Get a hands-on introduction to building and using decision trees and random forests. Tree-based machine learning algorithms are used to categorize data based on known outcomes in order to facilitate predicting outcomes in new situations.
You will learn not only how to use decision trees and random forests for classification and regression, and their respective limitations, but also how the algorithms that build them work. Each chapter introduces a new data concern and then walks you through modifying the code, thus building the engine just-in-time. Along the way you will gain experience making decision trees and random forests work for you.
This book uses Python, an easy to read programming language, as a medium for teaching you how these algorithms work, but it isn't about teaching you Python, or about using pre-built machine learning libraries specific to Python.

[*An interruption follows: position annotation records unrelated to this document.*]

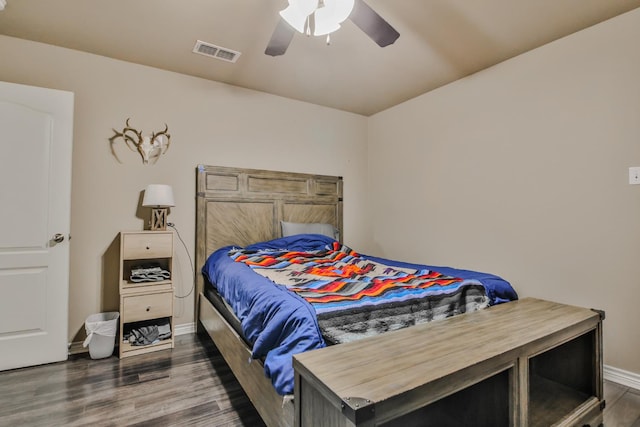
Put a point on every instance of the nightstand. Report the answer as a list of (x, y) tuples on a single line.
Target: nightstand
[(146, 288)]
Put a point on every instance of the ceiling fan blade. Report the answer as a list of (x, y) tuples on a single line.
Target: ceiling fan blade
[(373, 24), (281, 38)]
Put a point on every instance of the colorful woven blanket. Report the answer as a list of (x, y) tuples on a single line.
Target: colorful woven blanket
[(355, 297)]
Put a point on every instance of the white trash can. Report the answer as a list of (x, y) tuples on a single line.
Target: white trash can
[(101, 332)]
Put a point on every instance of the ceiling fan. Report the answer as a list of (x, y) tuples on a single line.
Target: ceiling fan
[(322, 17)]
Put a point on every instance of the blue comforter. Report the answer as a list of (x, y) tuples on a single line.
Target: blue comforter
[(279, 323)]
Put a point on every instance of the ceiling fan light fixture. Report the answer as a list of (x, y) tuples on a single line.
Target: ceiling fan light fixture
[(327, 15), (297, 13), (331, 14)]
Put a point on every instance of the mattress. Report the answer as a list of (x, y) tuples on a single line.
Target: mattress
[(300, 293)]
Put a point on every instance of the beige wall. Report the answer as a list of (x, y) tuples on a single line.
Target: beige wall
[(522, 170), (209, 123)]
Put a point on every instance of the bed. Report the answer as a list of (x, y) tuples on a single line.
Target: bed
[(242, 212)]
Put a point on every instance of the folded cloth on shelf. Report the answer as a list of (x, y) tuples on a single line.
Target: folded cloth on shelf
[(144, 336), (149, 333), (149, 274)]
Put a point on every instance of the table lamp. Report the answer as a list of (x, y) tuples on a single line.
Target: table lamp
[(158, 197)]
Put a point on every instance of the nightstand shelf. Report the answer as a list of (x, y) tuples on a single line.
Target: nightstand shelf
[(145, 302)]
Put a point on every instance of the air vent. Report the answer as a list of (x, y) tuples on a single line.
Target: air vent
[(222, 53)]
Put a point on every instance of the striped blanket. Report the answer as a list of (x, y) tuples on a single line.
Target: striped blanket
[(356, 297)]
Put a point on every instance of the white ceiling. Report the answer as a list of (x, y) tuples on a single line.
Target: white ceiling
[(440, 41)]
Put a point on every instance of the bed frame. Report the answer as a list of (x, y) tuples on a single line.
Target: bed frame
[(525, 363), (243, 206)]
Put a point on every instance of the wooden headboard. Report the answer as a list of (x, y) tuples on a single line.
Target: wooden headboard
[(243, 206)]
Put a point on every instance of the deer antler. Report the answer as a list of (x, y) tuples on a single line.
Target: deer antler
[(148, 147), (163, 133)]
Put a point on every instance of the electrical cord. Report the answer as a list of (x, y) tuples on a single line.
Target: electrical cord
[(193, 271)]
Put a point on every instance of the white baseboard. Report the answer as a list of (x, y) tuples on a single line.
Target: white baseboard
[(186, 328), (619, 376), (616, 375)]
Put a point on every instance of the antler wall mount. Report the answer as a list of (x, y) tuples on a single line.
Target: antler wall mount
[(150, 147)]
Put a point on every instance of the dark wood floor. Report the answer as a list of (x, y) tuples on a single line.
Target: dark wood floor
[(188, 386)]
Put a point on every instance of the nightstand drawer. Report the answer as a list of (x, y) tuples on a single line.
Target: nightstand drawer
[(149, 306), (147, 245)]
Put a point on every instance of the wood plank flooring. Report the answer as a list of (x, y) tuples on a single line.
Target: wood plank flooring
[(188, 386)]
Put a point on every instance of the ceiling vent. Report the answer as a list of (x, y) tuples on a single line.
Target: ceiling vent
[(222, 53)]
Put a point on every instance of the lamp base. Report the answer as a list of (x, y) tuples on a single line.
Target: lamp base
[(158, 219)]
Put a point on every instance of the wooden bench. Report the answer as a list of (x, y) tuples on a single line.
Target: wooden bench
[(524, 363)]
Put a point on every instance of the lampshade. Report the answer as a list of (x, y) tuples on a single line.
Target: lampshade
[(158, 195)]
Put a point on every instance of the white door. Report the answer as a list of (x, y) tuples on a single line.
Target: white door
[(36, 128)]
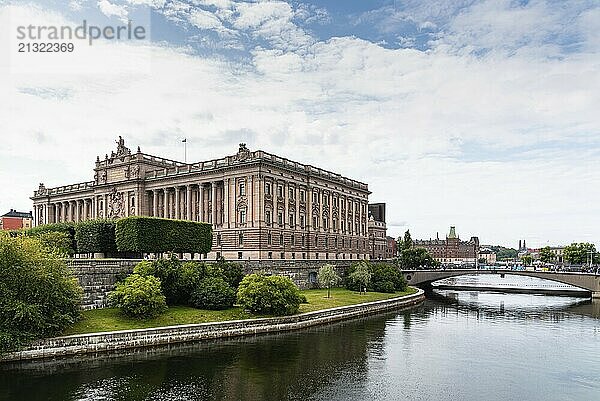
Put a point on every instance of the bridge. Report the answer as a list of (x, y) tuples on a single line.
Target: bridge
[(587, 281)]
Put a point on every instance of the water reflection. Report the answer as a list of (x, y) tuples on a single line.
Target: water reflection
[(457, 345)]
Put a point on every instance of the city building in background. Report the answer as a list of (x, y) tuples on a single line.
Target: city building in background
[(261, 206), (488, 255), (14, 220), (377, 231), (451, 250)]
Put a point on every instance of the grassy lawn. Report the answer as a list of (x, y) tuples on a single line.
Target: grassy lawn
[(110, 319)]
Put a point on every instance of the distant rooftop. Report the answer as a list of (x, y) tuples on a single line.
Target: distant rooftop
[(22, 215)]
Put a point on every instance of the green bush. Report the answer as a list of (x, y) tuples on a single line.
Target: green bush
[(178, 280), (96, 236), (151, 234), (139, 297), (384, 277), (56, 242), (274, 295), (40, 231), (231, 272), (39, 297), (213, 293)]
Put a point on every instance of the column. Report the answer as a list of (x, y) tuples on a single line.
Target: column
[(177, 202), (214, 203), (154, 202), (201, 203), (226, 216), (250, 214), (105, 206), (188, 202)]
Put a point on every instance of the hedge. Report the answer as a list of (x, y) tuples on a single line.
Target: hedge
[(96, 236), (152, 234), (67, 228)]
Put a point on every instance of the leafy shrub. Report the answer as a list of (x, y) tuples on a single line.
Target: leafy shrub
[(96, 236), (40, 231), (231, 272), (213, 293), (328, 277), (56, 242), (178, 280), (274, 295), (386, 277), (151, 234), (383, 277), (39, 297), (139, 297)]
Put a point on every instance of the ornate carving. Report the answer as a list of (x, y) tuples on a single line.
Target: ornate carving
[(242, 154), (116, 204), (122, 150)]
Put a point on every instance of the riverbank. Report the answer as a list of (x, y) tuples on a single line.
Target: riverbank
[(110, 319), (148, 337)]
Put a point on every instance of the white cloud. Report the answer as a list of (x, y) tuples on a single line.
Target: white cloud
[(502, 147), (112, 10)]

It is about teaching you how some of the algorithms inside those kinds of libraries work and why we might use them, and gives you hands-on experience that you can take back to your favorite programming environment.
Table of Contents
A brief introduction to decision trees
Chapter 1: Branching - uses a greedy algorithm to build a decision tree from data that can be split on a single attribute.
Chapter 2: Multiple Branches - examines several ways to split data in order to generate multi-level decision trees.
Chapter 3: Continuous Attributes - adds the ability to split numeric attributes using greater-than.
Chapter 4: Pruning - explore ways of reducing the amount of error encoded in the tree.
Chapter 5: Random Forests - introduces ensemble learning and feature engineering.
Chapter 6: Regression Trees - investigates numeric predictions, like age, price, and miles per gallon.
Chapter 7: Boosting - adjusts the voting power of the randomly selected decision trees in the random forest in order to improve its ability to predict outcomes.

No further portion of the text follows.